JV with Volvo - A win-win proposition for both

EIM entered into a JV with Volvo in 2008, joining hands to fructify its long-standing dream of entering the HCV market. Volvo, having a presence in over 140 countries is the 2nd largest heavy-duty truck manufacturer, globally. It brings a lot to the table for EIM, on back of its expertise in the HCV industry (>95% vehicles produced being >16T). And the association has already started bearing fruits, leading to a re-entry into the Indian HCV space with >4% market share

Outsourcing is another huge opportunity for VECV as Volvo plans to locate most of its production of medium duty engines to VECV's plant in Pithampur.
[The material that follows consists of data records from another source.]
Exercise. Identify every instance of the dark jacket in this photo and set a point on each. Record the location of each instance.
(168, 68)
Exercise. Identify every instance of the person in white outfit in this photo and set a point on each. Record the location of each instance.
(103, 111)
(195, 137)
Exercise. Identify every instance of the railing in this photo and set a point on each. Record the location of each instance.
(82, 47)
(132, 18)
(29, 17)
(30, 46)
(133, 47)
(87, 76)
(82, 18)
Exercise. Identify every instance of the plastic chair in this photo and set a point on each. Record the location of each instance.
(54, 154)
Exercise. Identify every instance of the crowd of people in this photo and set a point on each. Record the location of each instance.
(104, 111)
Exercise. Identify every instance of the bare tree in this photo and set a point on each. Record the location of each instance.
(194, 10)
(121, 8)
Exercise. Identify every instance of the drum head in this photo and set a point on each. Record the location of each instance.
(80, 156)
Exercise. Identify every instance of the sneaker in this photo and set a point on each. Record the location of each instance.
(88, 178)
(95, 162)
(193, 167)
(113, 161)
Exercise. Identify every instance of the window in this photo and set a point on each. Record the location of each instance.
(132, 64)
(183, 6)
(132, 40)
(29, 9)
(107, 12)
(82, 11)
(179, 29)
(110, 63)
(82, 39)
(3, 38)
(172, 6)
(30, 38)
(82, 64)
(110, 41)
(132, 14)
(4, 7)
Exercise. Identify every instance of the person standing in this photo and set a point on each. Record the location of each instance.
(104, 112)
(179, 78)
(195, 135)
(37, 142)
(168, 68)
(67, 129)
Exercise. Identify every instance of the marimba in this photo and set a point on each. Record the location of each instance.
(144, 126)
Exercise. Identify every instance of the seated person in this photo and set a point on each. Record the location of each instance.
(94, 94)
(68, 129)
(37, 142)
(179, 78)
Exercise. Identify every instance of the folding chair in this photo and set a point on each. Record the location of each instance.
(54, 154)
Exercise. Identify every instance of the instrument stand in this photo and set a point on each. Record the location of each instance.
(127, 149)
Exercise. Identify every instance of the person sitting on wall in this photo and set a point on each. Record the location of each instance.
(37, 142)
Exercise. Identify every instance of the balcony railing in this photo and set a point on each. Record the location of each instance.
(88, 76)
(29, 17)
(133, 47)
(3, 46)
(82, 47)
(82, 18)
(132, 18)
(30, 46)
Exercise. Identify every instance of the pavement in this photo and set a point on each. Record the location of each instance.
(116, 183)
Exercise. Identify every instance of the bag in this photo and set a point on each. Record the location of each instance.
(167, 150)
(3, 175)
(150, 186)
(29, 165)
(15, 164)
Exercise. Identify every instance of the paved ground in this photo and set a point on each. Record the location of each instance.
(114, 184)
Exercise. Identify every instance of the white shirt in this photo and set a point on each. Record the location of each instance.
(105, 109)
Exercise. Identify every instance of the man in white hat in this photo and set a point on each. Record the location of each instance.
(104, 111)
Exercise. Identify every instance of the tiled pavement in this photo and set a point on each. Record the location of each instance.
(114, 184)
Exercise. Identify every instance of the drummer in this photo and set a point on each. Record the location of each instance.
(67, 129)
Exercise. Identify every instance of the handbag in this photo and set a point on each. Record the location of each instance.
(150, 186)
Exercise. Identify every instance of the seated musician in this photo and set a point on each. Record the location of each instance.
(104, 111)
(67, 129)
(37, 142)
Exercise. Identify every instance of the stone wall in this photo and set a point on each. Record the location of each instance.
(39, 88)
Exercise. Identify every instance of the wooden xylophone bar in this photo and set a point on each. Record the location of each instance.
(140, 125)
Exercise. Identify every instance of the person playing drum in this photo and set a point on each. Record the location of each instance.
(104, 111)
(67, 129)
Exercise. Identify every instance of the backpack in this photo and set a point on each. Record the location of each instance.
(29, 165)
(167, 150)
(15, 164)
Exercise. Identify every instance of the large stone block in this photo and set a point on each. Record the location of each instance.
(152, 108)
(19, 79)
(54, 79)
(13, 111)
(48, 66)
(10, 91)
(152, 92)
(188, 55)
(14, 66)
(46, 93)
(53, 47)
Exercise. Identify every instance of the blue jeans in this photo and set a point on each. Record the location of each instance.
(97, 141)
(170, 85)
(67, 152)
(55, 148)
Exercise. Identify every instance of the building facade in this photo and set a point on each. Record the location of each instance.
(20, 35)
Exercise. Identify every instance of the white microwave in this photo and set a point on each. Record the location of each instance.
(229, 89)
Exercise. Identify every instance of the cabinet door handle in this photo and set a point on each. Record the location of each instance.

VECV is already working on a new global medium-duty engine plant at Pithampur. The investment gives the Volvo Group a complete facility in India for processing and assembling the new medium-duty engine, which will be introduced in the Group's trucks and buses worldwide in the next few years. The investment in Pithampur will result in an annual production capacity of an additional 85,000 new medium duty base engines.

2W business - Thundering the roads

EIM has invested the last decade in developing engines for its 'Royal Enfield' bikes to meet customer/regulator demands. It has embarked on a major capex plan to increase capacity by 2x to 150k units/year, alongwith a provision to further expand to 350k units/year. We expect the company to sell >150k units in 2015, based on present demand and market potential. Also, EIM has entered into a JV with Polaris Industries to design, develop, and manufacture a new range of personal vehicles for India and other emerging markets. The JV is expected to invest a total of Rs.2.5bn over next three years, with production to start in 2015E

Valuation & View: BUY

We believe that there are sufficient triggers for medium term revenue/profitability visibility and they should support the current valuations. Also, its ability to forge new JVs to extend existing capabilities - Polaris Industries, augurs well for long term growth.

We expect consolidated earnings to grow at 21% CAGR over CY11-14E to Rs.201/share, mainly driven by i) 2W earnings growth of 25% CAGR CY11-14E ii) engine business revenue contribution of ~Rs. 900 Mn at 12% EBITDA in CY14E iii) CV business earnings growth of 18%, on back of better revenue mix in CV business - higher share of HCV. We arrive at a two year target price of 3620/share, based on CY14 P/E of 18x, an upside of 50% from current levels.